Muhalefetin önünün açılması, 1921 Anayasası’nda hâkimiyetin millete verilmesiyle başlamıştır. Meclise yansıması ise iki grup ile olmuştur. Birinci grupta Mustafa Kemal’in yenilikçi destekçileri, ikinci grupta ise gelenekçi muhafazakârlar vardı. Birinci grup ilk olarak “Anadolu ve Rumeli Müdafaa-i Hukuk Cemiyeti” olarak anılmış, sonra da Halk Fırkası’na dönüşmüştür (Büyükkalay, 2011: 31). Yani muhalefet, meclis ilk kurulduğundan beri zaten parti olarak olmasa da düşünce olarak vardı. Mecliste olmasa bile parti grup toplantılarında her şey konuşuluyordu. Bu muhalif seslerin de ölçülü olduğu söylenebilir. Cumhurbaşkanı yani Mustafa Kemal için dil uzatılmaz, inkılabın prensipleri aleyhinde konuşulmaz, başbakana karşı ölçülü davranılırdı. Bunların dışında kanunlar, tasarılar ve politikalar her zaman eleştirilebilmiştir (Ortaylı, 2014: 145). Yine Atatürk döneminde ortaya çıkan muhalif partiler olan TCF ve SCF muhalefete örnek olarak verilebilir.

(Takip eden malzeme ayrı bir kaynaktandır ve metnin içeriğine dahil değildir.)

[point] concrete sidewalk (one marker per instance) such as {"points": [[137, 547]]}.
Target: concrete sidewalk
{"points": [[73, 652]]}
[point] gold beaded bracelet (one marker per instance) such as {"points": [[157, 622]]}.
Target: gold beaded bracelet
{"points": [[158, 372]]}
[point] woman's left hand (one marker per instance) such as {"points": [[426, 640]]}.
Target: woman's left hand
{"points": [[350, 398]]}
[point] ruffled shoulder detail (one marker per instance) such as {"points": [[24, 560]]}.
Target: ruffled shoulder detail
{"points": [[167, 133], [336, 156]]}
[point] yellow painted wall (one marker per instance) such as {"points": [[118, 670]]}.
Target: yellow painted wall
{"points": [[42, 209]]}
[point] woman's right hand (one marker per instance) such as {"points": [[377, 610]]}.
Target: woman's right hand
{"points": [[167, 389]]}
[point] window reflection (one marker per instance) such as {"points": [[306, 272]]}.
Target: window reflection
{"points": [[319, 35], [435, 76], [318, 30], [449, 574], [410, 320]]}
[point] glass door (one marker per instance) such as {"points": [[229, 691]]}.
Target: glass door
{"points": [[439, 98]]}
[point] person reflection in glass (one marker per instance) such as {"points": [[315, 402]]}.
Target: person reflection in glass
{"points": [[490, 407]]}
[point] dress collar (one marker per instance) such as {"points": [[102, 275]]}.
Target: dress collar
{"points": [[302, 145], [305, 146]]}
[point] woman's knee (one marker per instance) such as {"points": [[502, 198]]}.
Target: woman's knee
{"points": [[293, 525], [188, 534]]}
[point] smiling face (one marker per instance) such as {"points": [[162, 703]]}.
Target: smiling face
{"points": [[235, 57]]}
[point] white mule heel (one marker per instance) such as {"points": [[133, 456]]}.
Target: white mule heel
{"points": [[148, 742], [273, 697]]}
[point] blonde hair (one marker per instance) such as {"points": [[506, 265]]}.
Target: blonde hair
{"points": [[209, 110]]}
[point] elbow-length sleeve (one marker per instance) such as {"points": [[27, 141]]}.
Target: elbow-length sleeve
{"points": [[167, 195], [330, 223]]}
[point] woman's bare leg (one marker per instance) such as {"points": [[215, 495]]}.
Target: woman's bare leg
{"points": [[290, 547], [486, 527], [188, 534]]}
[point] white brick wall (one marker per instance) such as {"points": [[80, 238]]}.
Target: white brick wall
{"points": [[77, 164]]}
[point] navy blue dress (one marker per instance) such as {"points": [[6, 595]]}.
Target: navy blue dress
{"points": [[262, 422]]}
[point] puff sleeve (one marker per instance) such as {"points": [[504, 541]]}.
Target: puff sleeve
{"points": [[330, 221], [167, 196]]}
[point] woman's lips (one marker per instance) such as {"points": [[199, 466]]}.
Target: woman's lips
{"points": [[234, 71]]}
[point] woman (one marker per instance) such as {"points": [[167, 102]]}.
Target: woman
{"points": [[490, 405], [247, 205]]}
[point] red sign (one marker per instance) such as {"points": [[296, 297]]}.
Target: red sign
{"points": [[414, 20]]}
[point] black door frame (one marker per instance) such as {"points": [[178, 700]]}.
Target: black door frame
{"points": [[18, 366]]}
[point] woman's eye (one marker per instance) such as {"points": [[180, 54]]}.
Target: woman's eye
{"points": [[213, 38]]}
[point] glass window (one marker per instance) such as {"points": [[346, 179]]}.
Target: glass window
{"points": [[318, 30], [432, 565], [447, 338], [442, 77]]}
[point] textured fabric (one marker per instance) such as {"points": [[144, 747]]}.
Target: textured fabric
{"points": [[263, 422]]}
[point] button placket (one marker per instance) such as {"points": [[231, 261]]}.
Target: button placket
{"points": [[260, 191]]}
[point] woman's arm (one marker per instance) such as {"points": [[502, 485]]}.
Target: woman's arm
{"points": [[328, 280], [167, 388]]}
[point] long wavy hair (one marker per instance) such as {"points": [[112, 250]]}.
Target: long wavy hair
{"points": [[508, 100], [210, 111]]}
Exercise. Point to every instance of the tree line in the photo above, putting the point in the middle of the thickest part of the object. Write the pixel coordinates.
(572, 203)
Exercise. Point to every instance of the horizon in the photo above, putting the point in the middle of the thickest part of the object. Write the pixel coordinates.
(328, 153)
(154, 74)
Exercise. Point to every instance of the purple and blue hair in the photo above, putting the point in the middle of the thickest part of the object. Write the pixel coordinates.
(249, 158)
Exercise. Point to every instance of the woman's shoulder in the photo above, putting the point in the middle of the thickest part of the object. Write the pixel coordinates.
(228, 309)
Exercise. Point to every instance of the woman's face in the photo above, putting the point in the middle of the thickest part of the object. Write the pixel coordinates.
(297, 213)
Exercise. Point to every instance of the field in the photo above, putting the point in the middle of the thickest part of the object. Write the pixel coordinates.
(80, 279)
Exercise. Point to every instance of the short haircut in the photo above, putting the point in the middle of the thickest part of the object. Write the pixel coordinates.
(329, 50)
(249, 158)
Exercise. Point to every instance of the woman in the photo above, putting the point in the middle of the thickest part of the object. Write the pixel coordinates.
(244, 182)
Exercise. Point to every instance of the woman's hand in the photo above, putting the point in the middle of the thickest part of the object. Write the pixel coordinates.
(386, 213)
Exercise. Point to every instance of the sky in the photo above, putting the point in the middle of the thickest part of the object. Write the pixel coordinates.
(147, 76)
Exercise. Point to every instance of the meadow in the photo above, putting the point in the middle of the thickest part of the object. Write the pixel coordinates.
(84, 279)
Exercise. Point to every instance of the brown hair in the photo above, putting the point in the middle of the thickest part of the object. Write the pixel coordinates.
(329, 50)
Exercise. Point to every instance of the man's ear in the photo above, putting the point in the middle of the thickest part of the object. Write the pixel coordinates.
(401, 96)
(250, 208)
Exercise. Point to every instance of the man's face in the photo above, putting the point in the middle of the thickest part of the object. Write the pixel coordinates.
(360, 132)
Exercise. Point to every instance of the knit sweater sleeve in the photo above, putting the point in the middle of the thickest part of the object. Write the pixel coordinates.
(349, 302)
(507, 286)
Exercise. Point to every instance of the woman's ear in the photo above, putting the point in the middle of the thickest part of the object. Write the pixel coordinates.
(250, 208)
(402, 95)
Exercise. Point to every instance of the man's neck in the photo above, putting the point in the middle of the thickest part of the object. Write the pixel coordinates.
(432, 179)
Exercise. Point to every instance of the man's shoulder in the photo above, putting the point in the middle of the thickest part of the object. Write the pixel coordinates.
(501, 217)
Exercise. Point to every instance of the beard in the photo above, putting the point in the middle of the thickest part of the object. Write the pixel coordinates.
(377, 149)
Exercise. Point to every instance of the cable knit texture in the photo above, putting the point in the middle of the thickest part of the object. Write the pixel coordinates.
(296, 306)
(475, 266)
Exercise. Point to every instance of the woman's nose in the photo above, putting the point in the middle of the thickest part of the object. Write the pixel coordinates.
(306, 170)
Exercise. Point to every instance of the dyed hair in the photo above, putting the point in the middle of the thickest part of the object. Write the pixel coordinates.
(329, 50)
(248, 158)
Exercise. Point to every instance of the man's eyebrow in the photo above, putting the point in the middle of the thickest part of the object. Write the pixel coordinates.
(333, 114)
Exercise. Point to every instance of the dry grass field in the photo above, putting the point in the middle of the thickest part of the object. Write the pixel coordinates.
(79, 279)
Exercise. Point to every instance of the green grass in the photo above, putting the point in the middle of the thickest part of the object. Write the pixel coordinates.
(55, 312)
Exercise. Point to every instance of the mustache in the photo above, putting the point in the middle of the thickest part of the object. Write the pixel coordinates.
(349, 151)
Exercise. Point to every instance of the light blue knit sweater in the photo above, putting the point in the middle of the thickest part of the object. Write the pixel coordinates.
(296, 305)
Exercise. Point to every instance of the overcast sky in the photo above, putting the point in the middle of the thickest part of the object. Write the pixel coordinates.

İsmet İnönü dönemine gelindiğinde ise İkinci Dünya Savaşı’nın yarattığı bir krizler ve tehditler ortamı oluşmuştur. Bu nedenle birlik ve beraberlik fikri ön planda tutulmuştur. İnönü, cumhurbaşkanı seçildikten sonra, daha önce de belirtildiği gibi, parti içinde kendisine muhalif olacak kişileri de ayıklamıştır. Parti-Devlet bütünleşmesinin getirdiği baskıcı ortam ve politikalar düşünüldüğünde, muhalefetin ortaya çıkması mümkün olmamıştır. Savaş sonrasına gelindiğinde ise, savaşı Demokrasi Cephesi’nin kazanmasıyla oluşan demokratik hava; baskıcı, totaliter, yani demokratik olmayan rejimlerin yenilmesiyle, Türkiye de rejim değişikliğine gitmek zorunda kalmıştır. Baskıcı politikaların yumuşatılmasıyla muhalefet oluşabilmiştir (Büyükkalay, 2011: 32).
1945’te yapılan San Francisco Konferansı’ndan sonra İnönü’nün söylemleri, demokratik gelişmelerin yaşanacağının habercisi olmuştur:
“Memleketimizin siyasi idaresi, Cumhuriyet’le kurulan halk idaresinin her istikamette ilerlemeleri ve şartları ile gelişmeye devam edecektir. Harp zamanlarının ihtiyatlı tedbirlere lüzum gösteren darlıkları kalktıkça, memleketin siyaset ve fikir hayatında demokrasi prensipleri daha geniş ölçüde hüküm sürecektir. En büyük demokrasi müessesemiz olan Büyük Millet Meclisi ilk günden itibaren idareyi ele almış ve memleketi demokrasi yolunda mütemadiyen ilerletmiştir. Büyük Millet Meclisi’nin kudretli elinde olan millet idaresi, demokrasi yolundaki gelişmesine devam edecektir.”[1]
İnönü’nün bu beyanatı ve San Francisco’da imzalanan Birleşmiş Milletler Anayasası, parti-dışı muhalefet için olumlu adımlar olmuştur. Savaş sonrasında parti-içi muhalefetin ortaya çıkması ise Çiftçiyi Topraklandırma Kanunu tartışmalarında vuku bulmuştur (Yeşil, 1988: 34).
[1] Ulus, Cumhuriyet, 20 Mayıs 1945.